Cidadania

Como o Chile conseguiu vacinar tantas pessoas contra a Covid-19? – quartzo


Se você olhar para os dados sobre o lançamento de vacinas na América Latina, há um outlier claro: Chile. O país vacinou pouco mais de 12% de sua população, ficando atrás dos Estados Unidos e bem à frente de todos os seus vizinhos, de acordo com dados nacionais compilados por Our World in Data.

O Chile começou com algumas vantagens. Não tem uma população massiva como a China (há apenas 19 milhões de chilenos) ou uma vasta e impenetrável massa de terra como a Rússia ou o Brasil. É uma nação relativamente rica, com assento entre os países opressivamente ricos da OCDE. Mas, como aponta a pesquisadora chilena de relações internacionais Verónica Díaz-Cerda, o Chile não está tão bem a ponto de negociar preços mais baixos com os fabricantes de vacinas.

O Chile também tomou algumas decisões importantes, tanto no curto quanto no longo prazo, que o colocaram em uma posição de superar outros países com tamanho de população, localização geográfica e posição econômica comparáveis.

Na verdade, tem a oitava melhor taxa de vacinação do mundo, entre países com população superior a 100.000. (Um punhado de pequenas nações insulares, como as Seychelles, as Ilhas Cayman e as Bermudas, já o ultrapassaram.)

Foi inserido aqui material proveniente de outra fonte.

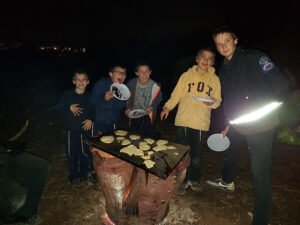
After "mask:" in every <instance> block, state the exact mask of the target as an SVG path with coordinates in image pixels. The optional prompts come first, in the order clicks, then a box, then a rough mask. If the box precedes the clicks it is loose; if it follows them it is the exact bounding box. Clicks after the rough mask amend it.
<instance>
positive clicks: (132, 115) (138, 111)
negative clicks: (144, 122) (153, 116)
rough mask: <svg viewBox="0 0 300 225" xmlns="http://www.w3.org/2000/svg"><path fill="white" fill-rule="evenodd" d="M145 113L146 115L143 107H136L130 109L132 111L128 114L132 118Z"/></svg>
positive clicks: (141, 115)
mask: <svg viewBox="0 0 300 225" xmlns="http://www.w3.org/2000/svg"><path fill="white" fill-rule="evenodd" d="M144 115H145V110H143V109H134V110H132V111H130V113H129V114H128V116H129V117H130V118H132V119H136V118H140V117H142V116H144Z"/></svg>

O que levanta a questão: o que o Chile fez bem que muitos de seus pares não descobriram?

Compre vacinas cedo e frequentemente

Primeiro, ela assinou acordos iniciais com vários fabricantes de vacinas, incluindo a chinesa Sinopharm, a americana Pfizer e a britânica AstraZeneca. O Chile já encomendou doses suficientes para vacinar sua população duas vezes.

“Nossa estratégia não se baseia apenas em uma vacina, por isso deu ao país uma maior variedade de opções de vacinação”, disse Juan Carlos Said, especialista em medicina interna do Hospital Sótero del Río, nos arredores de Santiago. “Assinamos esses acordos no início da pandemia, por isso recebemos as vacinas mais cedo do que em outros países”.

Ele observou que o Chile também concordou em hospedar testes de vacinas para a Sinofarm e a AstraZeneca, dando aos líderes políticos uma influência adicional em suas negociações para garantir as primeiras doses.

Um sistema robusto de atenção primária

O país já tinha um amplo sistema de atenção primária à saúde pronto para entregar as vacinas quando elas chegassem. “Tenemos un centro de atención primaria por cada 40.000 habitantes, y los tenemos en cada rincón del país, por lo que para nosotros no es un problema llegar a toda la población muy rápido”, dijo Soledad Martínez, profesora asistente de salud pública en la Universidade do Chile.

O sistema chileno segue o modelo do Sistema Nacional de Saúde do Reino Unido, com clínicas locais que são responsáveis ​​por uma comunidade específica de pacientes. Os profissionais de saúde atendem os mesmos pacientes ano após ano. Eles regularmente dão a esses pacientes vacinas contra coisas como gripe, Hepatatis B, HPV e outras doenças. Todas essas relações existentes tornaram muito mais fácil mobilizar o esforço da vacina Covid-19.

“Você conhece todo mundo”, disse Martinez. “Você conhece os líderes locais. Você sabe onde fazer isso. Se você precisa de um estádio ou uma grande academia, você já tem ”.

Rejeitar informações incorretas da Covid-19

Por último, o Chile se livrou do pior da onda de notícias falsas e desinformação que tem ameaçado os esforços de vacinação em outros lugares. “Não temos um movimento antivacinas forte no Chile”, disse Martinez. “Nós os vemos fazer barulho no Facebook, mas no final não representam uma porcentagem muito significativa da população”.

Martínez sugeriu que o sistema de atenção primária do Chile ajudou a construir confiança entre os profissionais de saúde e as comunidades que eles visitam regularmente. Ele também observou que, ao contrário de outros países, a existência da pandemia não se tornou uma questão política controversa. “No Chile temos esta opinião muito monolítica: é verdade. Coronavrius existe. Você pode atacar com vacinas ”, disse ele. “Não há realmente nenhum debate sobre isso entre a elite política.”

Said e Martínez concordaram que, se há uma lição que outros países podem aprender com o sucesso inicial das vacinas no Chile, é a importância de ter amplo acesso aos cuidados de saúde. “Não se pode enfrentar uma pandemia sem um forte sistema de saúde pública que ofereça cuidados básicos a toda a população”, disse Said.